James Digby Yarlet Collier (born December 1958) is a British physicist and engineer. He was the chief technology officer of Neul Limited. Previously, he held several technical and executive positions at Cambridge Silicon Radio (CSR), UbiNetics, Cambridge Consultants and Schlumberger

==Education==
Collier was born in December 1958. He was educated at the University of Oxford, where he gained a Bachelor of Arts degree in physics.

==Career==
Collier co-founded CSR as a corporate spin-off from Cambridge Consultants Limited with a group of eight other people including Glenn Collinson, Phil O'Donovan, Jonathan Kimmitt, Carl Orsborn, Ian Sabberton, Justin Penfold, Robert Young and Graham Pink. He served as CTO of CSR which was acquired by Qualcomm in 2015. Using short-range wireless technology, CSR became a major supplier of integrated circuit designs for Bluetooth, GPS and Wi-Fi. As a fabless manufacturing company, CSR created the first production ready, single chip, CMOS implementation of the Bluetooth standard by putting a radio transmitter, microprocessor and baseband on a single integrated circuit. The techniques developed are now commonplace and included in many consumer wireless devices.

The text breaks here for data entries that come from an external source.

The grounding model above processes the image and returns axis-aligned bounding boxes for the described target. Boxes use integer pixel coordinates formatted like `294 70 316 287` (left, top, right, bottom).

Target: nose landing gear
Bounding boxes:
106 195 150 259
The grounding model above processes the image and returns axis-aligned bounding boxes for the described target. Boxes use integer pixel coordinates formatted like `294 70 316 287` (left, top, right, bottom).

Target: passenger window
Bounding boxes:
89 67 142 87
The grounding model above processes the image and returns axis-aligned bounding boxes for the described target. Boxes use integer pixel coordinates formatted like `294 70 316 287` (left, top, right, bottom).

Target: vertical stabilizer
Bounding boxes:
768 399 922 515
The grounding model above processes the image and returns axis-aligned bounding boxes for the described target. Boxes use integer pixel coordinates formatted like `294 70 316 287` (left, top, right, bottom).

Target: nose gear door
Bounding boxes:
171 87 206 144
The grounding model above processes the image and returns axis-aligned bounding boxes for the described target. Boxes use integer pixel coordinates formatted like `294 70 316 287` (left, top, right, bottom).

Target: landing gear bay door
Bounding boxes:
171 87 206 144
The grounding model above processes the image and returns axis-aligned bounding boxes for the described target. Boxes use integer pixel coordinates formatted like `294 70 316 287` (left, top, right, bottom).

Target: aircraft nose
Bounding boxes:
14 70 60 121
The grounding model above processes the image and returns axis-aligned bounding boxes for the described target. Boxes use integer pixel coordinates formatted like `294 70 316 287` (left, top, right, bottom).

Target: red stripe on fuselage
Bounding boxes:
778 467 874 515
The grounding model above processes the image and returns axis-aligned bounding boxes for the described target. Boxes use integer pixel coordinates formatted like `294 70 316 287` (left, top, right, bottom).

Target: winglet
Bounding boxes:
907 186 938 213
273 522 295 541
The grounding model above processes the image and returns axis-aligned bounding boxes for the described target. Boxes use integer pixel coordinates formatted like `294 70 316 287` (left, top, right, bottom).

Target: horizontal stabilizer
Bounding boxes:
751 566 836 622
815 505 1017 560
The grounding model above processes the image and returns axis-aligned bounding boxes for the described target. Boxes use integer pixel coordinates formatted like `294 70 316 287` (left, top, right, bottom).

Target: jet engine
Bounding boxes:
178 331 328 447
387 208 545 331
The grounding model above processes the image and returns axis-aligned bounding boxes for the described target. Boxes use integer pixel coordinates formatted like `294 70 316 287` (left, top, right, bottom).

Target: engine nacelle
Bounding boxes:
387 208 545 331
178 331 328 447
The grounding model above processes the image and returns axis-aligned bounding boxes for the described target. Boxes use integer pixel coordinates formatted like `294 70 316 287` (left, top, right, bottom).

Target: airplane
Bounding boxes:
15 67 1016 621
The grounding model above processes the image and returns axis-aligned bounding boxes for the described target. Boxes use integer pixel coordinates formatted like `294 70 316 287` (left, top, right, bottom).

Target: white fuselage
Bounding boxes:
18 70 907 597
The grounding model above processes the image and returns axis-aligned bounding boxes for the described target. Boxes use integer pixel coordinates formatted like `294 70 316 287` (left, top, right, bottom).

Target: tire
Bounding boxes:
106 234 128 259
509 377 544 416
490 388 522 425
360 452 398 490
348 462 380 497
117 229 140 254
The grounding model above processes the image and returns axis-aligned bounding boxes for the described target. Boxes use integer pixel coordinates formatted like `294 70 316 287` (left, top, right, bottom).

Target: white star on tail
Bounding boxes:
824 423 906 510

Between 1984 and 1999, Collier held executive and technical positions at Cambridge Consultants. Prior to 1984, Collier held a number of executive and technical positions at Schlumberger. Collier also served as director UbiNetics IP Ltd from 2005.

In 2010, Collier set up Neul Limited with Glenn Collinson with £8 million in initial investment to exploit machine to machine communication in the weightless wireless communications market. Neul was based in Cambridge Science Park and developed wireless network technology to enable the use of the white space spectrum. Neul had a change of management in 2013 after Collier was ousted by the investors. Neul was not successful in commercialising weightless technology and was later acquired by Huawei in 2014 for $25 million USD.

==Awards and honours==
In 2005, Collier won the MacRobert Award with his CSR colleagues John Hodgson, Phil O'Donovan, Glenn Collinson and Chris Ladas for their work on Bluecore. He was elected a Fellow of the Royal Society (FRS) in 2016 and is also a Fellow of the Institution of Engineering and Technology (FIET) and a Fellow of the Royal Academy of Engineering (FREng).